Весь день я вроде бы делал какие-то свои дела, на самом же деле время шло как во сне. С наступлением сумерек воровато я вышел из сада на залог, воровато сбежал в овраг, по оврагу добрался до реки, а там холмы, мои укромные уголки, где и днем меня бы никто не нашел, не то что ночью, хотя бы и сияла луна.
Когда я остался один среди молчаливых холмов под темным, но все-таки прозрачным небом, привольно раскинувшись на спине, когда звезды заиграли надо мной, мне стало как-то спокойнее. На мгновение показалось даже, не придумал ли я все мои мучения и несчастье. Я почувствовал на время, что они призрачны перед лицом этого звездного молчания. Но мысль о том, что Валерия все же поблизости, в деревне, и что все это, в сущности, нелепо, вновь обожгла меня, и меркли звезды.

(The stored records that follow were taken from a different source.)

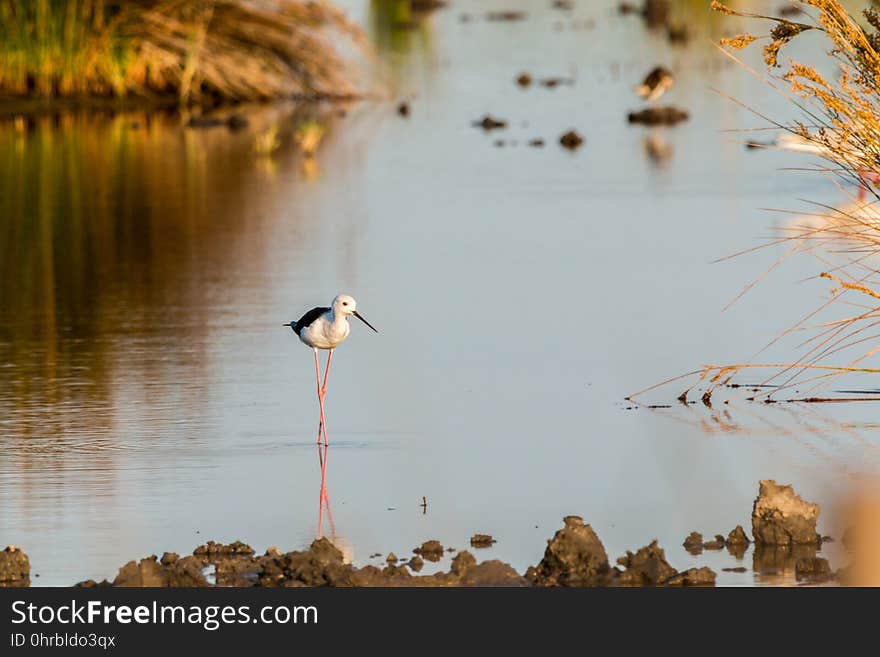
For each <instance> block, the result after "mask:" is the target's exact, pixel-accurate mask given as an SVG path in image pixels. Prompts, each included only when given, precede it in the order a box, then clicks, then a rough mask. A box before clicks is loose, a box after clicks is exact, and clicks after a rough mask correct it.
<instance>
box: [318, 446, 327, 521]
mask: <svg viewBox="0 0 880 657" xmlns="http://www.w3.org/2000/svg"><path fill="white" fill-rule="evenodd" d="M320 441H321V437H320V435H319V436H318V463H319V464H320V465H321V492H320V493H319V494H318V538H321V537H322V536H323V535H324V498H325V497H326V496H327V452H326V449H327V448H326V447H325V448H324V450H325V451H324V454H323V455H322V454H321V442H320Z"/></svg>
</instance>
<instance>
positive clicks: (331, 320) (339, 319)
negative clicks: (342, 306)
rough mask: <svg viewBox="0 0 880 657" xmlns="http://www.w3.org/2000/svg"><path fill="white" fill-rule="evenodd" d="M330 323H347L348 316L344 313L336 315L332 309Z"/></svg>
mask: <svg viewBox="0 0 880 657" xmlns="http://www.w3.org/2000/svg"><path fill="white" fill-rule="evenodd" d="M329 318H330V323H331V324H339V323H340V322H344V321H346V319H347V318H346V316H345V315H343V314H342V313H336V312H335V311H334V310H333V309H332V308H331V309H330V315H329Z"/></svg>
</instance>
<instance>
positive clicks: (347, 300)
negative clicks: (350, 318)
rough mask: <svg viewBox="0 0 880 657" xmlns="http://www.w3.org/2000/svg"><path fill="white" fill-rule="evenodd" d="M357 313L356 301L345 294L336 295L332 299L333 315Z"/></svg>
mask: <svg viewBox="0 0 880 657" xmlns="http://www.w3.org/2000/svg"><path fill="white" fill-rule="evenodd" d="M356 312H357V301H355V300H354V297H352V296H349V295H347V294H337V295H336V298H335V299H333V314H335V315H354V314H355V313H356Z"/></svg>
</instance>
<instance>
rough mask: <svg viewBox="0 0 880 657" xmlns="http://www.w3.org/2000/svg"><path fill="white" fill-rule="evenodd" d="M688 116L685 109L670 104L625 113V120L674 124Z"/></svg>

Из-за бугра поднялась луна. Сначала показался темно-красный краешек раскаленного медного старинного пятака, потом выплыл и весь пятак, огромный, с припухшими от своей темно-красной раскаленности краями. Былинки на холме расчертили его так и сяк. Поднимаясь кверху в прохладное звездное небо, он все уменьшался, все бледнел, все прозрачнел – не то остывал, не то отстаивалась хлопьями горячечно-красная муть, – пока наконец окрестности не залило (неверно, что зеленоватым, неверно, что голубым, неверно, что желто-зеленым) непереводимым на язык земных цветов лунным светом. В полнейшем безмолвии покатился через огромное небо лунный диск, чудилась за его плавным полетом легчайшая, неземная музыка, родившаяся ниоткуда, кроме как из самой лунности.
Черная тень упала на мои глаза. Я мгновенно вскочил и увидел Валерию. Конечно, нарочно она загородила луну, чтобы сказаться, но оттого, что луна загораживалась ею, дрожало и лучилось вокруг нее сказочное сияние.